AWX performance with Loop

Hello,

I’m using AWX 22 on a K3S server with 4vCPU and 8Gb of memory.

I have a playbook which connect to my vcenter and gather fact all VM (180), then a second task loop over the 180 vm and get information about snapshots.

This specific task is extremly slow, about 14h to check the 180 VM snapshots state.

My playbook:


   - name: Gather all registered virtual machines to retrieve uuid
      vmware_vm_info:
        hostname: 'my_vcenter'
        validate_certs: false
        show_tag: true
      delegate_to: localhost
      register: vminfo


    - name: Gather snapshot information about the virtual machine in the given vCenter based on machines uuid 
      community.vmware.vmware_guest_snapshot_info:
        hostname: 'my_vcenter'
        validate_certs: no
        datacenter: 'my_vcenter_dc'
        uuid: "{{ item.uuid }}"
      delegate_to: localhost
      loop: "{{ vminfo.virtual_machines }}"
      register: snapshot_info
      changed_when: '"snapshots" in snapshot_info.guest_snapshots'

How can i speed up the process ?

I tweak the automation container to have 1gb of ram instead of 100mb by default but not difference.

Thank you

Does the vmware collection have a way to pull data about all snapshots, instead of just one? If so, it would probably be faster to pull data from all snapshots at once. Then you don’t have to make multiple API calls from Ansible to VMWare.

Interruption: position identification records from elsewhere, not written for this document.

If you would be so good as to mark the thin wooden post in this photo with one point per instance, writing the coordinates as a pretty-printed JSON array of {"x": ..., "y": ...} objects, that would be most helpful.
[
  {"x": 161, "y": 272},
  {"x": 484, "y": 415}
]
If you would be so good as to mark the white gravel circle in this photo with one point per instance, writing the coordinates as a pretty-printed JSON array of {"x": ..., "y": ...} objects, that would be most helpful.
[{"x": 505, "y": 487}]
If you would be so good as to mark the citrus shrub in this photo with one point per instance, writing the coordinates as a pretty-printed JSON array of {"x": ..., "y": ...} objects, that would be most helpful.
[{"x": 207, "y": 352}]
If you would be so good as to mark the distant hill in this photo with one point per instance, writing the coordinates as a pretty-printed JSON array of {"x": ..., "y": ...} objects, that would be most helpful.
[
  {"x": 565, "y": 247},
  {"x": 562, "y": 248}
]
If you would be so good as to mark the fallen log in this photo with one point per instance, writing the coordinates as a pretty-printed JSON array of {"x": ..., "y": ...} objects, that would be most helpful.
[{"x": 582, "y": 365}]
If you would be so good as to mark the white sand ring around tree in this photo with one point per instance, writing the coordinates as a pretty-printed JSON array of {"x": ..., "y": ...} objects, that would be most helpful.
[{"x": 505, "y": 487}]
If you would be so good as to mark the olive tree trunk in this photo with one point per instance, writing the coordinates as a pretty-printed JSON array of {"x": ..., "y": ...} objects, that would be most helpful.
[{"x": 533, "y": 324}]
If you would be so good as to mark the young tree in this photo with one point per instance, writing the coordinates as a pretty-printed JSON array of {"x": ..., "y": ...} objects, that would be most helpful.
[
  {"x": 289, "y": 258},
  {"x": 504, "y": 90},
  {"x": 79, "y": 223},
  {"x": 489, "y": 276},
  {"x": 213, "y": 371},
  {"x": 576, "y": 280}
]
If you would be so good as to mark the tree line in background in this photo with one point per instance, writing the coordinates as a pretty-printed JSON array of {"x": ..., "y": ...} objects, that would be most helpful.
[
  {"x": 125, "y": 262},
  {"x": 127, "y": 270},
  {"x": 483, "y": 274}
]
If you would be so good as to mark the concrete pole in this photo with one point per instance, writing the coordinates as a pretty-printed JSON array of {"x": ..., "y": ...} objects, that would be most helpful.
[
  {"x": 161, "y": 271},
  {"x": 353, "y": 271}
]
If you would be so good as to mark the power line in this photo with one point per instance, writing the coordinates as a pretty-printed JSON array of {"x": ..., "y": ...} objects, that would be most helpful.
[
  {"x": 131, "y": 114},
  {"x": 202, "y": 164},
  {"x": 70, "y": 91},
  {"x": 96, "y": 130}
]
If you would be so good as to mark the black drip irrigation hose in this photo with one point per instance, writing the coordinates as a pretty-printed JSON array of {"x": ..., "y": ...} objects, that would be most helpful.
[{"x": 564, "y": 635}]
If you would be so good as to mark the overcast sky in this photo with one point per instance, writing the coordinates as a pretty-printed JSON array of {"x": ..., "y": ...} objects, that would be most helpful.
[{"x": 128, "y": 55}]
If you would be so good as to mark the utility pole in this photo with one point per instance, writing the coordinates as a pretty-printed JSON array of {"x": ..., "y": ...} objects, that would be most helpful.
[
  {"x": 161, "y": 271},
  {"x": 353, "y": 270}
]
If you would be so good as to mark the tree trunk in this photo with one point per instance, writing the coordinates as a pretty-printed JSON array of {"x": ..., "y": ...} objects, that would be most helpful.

Your playbook seems to be cycling through all VMs and not a filtered list anyway. So, pulling all data about snapshots is no different.

I follow this ansible documentation but seems to be not possible to select all VM:
https://docs.ansible.com/ansible/latest/collections/community/vmware/vmware_guest_snapshot_info_module.html#ansible-collections-community-vmware-vmware-guest-snapshot-info-module

Strange thing, when i ran this playbook directly in command line, it’s very fast !

When you run from CLI, is that CLI on the AWX server or CLI from a different system?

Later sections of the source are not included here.